What good practices can I employ to avoid this situation, given that I don't control the implementation of B or A? Are there static analyzers that are able to detect this condition? (My version of scan-build did not find the problem.)

Related: Detect dangling references to temporary

2

There are 2 answers

3
rodrigo On BEST ANSWER

I personally don't like having member variables as references. They cannot be copied or moved, and the user of the class must ensure that the object outlives the reference itself. An exception might be an internal auxiliary class designed to be used as temporary only objects, such as functors.

Replacing the reference with a pointer should be straightforward, and then if you also use a pointer in the constructor:

class C {
public:
  C(const A *a_) : a(a_) {}
private:
  const A *a;
};

...and so on. If the class is very big and you feel lazy and don't want to change the member, you can just change the constructor:

class C {
public:
  C(const A *a_) : a(*a_) {}
private:
  const A &a;
};

In order to misuse this class, as the OP says, you'll have to write something like:

C c = C(&A());

And then the error should be obvious: taking a pointer to a temporary is a very bad idea!
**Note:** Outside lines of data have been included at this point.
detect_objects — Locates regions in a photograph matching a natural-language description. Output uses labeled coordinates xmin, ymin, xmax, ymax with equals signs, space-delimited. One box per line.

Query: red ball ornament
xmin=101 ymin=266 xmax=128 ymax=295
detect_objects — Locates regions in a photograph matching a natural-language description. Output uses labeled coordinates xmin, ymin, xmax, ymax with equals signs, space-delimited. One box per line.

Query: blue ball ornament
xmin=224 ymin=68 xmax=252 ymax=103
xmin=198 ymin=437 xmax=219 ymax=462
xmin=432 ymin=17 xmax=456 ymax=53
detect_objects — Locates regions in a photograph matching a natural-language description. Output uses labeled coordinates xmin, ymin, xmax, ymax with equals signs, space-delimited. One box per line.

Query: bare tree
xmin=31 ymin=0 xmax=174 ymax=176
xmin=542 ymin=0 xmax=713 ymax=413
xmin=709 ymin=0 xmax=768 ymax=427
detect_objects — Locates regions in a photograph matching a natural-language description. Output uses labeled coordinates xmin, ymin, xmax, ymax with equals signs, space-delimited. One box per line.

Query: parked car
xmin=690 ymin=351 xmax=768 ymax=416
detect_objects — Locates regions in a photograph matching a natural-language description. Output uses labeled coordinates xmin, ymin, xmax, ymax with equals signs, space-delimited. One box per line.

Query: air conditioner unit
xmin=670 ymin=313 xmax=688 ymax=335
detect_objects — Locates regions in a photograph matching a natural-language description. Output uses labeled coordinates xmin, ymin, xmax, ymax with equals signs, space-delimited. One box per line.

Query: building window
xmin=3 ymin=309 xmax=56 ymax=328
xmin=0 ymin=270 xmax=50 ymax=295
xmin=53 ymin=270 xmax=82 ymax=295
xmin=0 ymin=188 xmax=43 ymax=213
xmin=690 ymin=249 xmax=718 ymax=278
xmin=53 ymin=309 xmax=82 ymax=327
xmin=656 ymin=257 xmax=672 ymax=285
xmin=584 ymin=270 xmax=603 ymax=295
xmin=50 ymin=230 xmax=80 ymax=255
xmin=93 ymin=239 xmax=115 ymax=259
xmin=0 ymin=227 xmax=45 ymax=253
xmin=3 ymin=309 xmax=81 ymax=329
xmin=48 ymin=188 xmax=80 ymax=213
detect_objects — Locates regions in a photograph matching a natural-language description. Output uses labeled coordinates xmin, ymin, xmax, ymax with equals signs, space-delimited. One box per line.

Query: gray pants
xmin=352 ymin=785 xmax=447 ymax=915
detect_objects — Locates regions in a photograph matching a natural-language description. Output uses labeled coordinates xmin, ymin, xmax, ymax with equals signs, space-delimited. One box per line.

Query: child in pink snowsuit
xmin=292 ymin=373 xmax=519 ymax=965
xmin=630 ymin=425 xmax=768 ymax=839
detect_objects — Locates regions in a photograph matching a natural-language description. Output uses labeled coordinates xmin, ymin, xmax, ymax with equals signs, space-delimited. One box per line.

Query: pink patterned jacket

PS: I would add an explicit to your constructor, just to avoid it from participating in automatic conversions, which, I think, are part of your problem.

1
Bathsheba On

I would derive separate classes from B and C (possibly even using a template class).

These classes would contain a non-reference member which becomes the thing that a and b refer to.

I'd then implement the necessary copy constructors / assignment operators in these derived classes to prevent dangling references.

(Then I'd have a robust conversation with the author of B and C).